Every definition on that page, both theoretical and operational, match my definition and not yours. Notice that none of them would exclude an AGI with an IQ around 90, provided it's intelligence is general.
> Approximately that an unaided agent must, with no outside assistance, be able to solve ~90% of the most difficult tasks that we throw at it with a ~90% success rate. It's not a precise definition but that's approximately where I stand on the matter.
This isn't your definition. How hard are these "most difficult tasks"? Can 50% of humans solve them? 10%? If it were literally the most difficult problems, they would be the ones 0% of humans have solved.
> Said race as a class would presumably be capable of meeting or exceeding my above criteria
Some might, but this hypothetical alien race does not. Do you still consider them to have general intelligence if they can merely do everything a 95 IQ person could?
> Your attempt to compare to individual humans is an error. AGI applies on the class level
According only to you. LLMs are benchmarked individually. No one runs a benchmark where Claude gets half the questions right, GPT gets the other half right, and it's reported as a combined perfect score as a class. Instead the each score 50%. (Not that I think current AIs can solve the harder benchmark problems. The point is they are measured individually.)
No one else ascribes general intelligence only to a class. You can talk to one average person (or alien), give them some tests, and determine they have general intelligence. This is how everyone else uses the term.
In retrospect, it seems obvious that we hit AGI by a reasonable "at least as intelligent as some humans" definition when o3 came out, and everything since then has been goalpost moving by people who have higher and higher bars for which percentile human they would be willing to employ (or consider intellectually capable). People should really just use the term "ASI" when their definition of AGI excludes the majority of humans.
Edit: Here's the guy who coined the term saying we're already there. Everything else is arguing over definitions.
> Well, Lars, I INVENTED THE TERM and I say we have achieved AGI. Current models perform at roughly high-human level in command of language and general knowledge, but work thousands of times faster than us. Still some major deficiencies remain but they're falling fast.
It’s not that simple since each problem is supposed to be distinct and different enough that no single program can solve multiple of them properly. No problem spec is provided as well iiuc so you can’t simply ask an LLM to generate code without doing other things.
A human can sit down to play a game with unknown rules and write a spec as he goes. If a model can't even figure out to attempt that, let alone succeed at it, then it most certainly isn't an example of "general" intelligence.
> A human can sit down to play a game with unknown rules and write a spec as he goes.
Some humans can. Many, if not most humans cannot. A significant enough fraction of humans have trouble putting together Ikea furniture that there are memes about its difficulty. You're vastly overestimating the capabilities of the average human.
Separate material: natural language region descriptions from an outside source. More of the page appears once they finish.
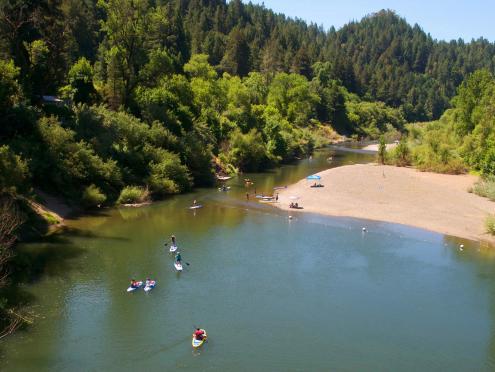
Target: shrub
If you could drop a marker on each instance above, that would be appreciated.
(132, 195)
(490, 224)
(92, 197)
(401, 155)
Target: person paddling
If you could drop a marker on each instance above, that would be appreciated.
(178, 258)
(199, 334)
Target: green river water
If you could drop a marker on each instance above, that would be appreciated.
(309, 294)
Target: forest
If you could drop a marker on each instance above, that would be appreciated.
(120, 101)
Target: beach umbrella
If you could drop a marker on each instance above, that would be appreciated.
(313, 177)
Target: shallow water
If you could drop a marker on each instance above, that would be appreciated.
(311, 293)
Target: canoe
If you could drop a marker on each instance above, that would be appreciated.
(178, 266)
(132, 289)
(150, 286)
(198, 343)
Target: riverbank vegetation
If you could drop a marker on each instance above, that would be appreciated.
(118, 101)
(462, 139)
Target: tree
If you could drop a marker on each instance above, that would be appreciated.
(126, 30)
(81, 88)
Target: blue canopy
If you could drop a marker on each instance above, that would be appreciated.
(313, 177)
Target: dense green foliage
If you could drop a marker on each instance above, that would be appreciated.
(157, 90)
(133, 194)
(464, 137)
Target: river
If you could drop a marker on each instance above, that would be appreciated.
(312, 293)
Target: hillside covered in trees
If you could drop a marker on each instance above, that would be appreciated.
(151, 91)
(121, 100)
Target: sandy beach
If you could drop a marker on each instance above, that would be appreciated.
(436, 202)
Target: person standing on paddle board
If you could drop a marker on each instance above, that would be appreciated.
(199, 334)
(178, 258)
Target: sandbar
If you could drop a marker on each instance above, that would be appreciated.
(432, 201)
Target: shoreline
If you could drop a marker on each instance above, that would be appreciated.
(436, 202)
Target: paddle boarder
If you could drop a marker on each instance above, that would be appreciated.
(178, 258)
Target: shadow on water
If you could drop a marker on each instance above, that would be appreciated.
(50, 256)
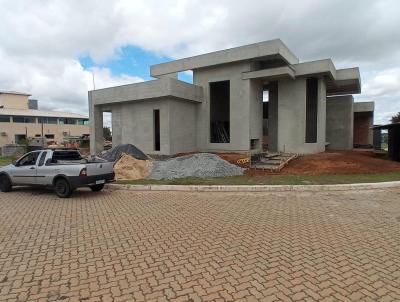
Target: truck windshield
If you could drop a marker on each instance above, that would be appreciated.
(29, 159)
(66, 155)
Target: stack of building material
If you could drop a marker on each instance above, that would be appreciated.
(115, 153)
(129, 168)
(201, 165)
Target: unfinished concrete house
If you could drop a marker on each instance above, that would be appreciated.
(244, 99)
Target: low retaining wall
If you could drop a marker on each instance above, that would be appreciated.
(257, 188)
Working in tech puts you in probably the top ~1-5% of capability to intuit and understand rules, but it distorts your intuition of what a "reasonable" baseline for that is.
Yes, I am aware. However an idealized human can do so. Analogously, there are plenty of humans that can't run an 8 minute mile but if your bipedal robot is physically incapable of ever doing that then it isn't reasonable to claim having achieved human level athletic performance. When it can compete in every Olympic event you can claim human level performance at athletics in general.
If the model can't generalize to arbitrary tasks on its own without any assistance then it doesn't qualify as a general intelligence. AGI to my mind means meeting or exceeding idealized human performance on the vast majority of arbitrary tasks that are cherrypicked to be particularly challenging.
It's not obvious at all. And I would say pretty much impossible without using machine learning. Even for ARC-AGI-1 there is no GOFAI program that scores high.